と言われても向きを変えるだけでも大変で、お尻あたりが痛すぎて下半身に力が入らないのです。

そんなこんなで先生が入ってきて様子を確認しているのが聞こえて、バタバタと数人が動き出しました。バチバチとゴム手袋をはめるような音。

テキパキと両脚を固定され、まな板の鯉状態。

「あ〜、これは狭いね、切れそうな感じだね。」

これが会陰切開というものか。

「切りますねー。」

その前に麻酔をしたのかはもう記憶にないし、それどころではない痛さで唸る。

「もう産まれるよー。しっかり息んでねー。」

もう痛過ぎて訳わかりません。

「ちょっとお手伝いしますねー」

何やら掃除機みたいなもので吸引するらしいことがわかった。早く出さねば赤ちゃんが伸びてしまうと思い焦る。

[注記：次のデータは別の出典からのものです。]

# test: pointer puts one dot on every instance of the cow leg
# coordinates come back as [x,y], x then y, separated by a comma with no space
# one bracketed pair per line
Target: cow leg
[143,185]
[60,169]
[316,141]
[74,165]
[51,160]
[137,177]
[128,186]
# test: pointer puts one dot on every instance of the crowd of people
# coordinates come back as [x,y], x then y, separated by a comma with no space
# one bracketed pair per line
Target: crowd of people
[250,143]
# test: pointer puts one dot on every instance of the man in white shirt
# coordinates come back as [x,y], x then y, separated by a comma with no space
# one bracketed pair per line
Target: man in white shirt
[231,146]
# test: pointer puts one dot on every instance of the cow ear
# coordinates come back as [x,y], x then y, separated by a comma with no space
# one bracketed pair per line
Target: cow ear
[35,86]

すると男性の先生が私のお腹、溝落ちあたりから両手でグイッと体重をかけて乗っかっている!

私も苦しいし赤ちゃんも早く出さないと押し潰されて死んでしまう〜と思い、渾身の力を振り絞って、

「ウォーーーーーーー」

「いいね〜もうすぐ出るよ〜。しっかり赤ちゃん出てくるところ見て〜。しっかり見て。もう少ししたら力抜くからね」

すると産道を通る感触がわかり、

「はい!力抜いて!」

すると、スルッと塊が出て先生がキャッチしたのが見えました。

泣くか?一瞬静けさがあり、

「オキャー オキャー」

小さな泣き声にホッと安心して涙が溢れてました。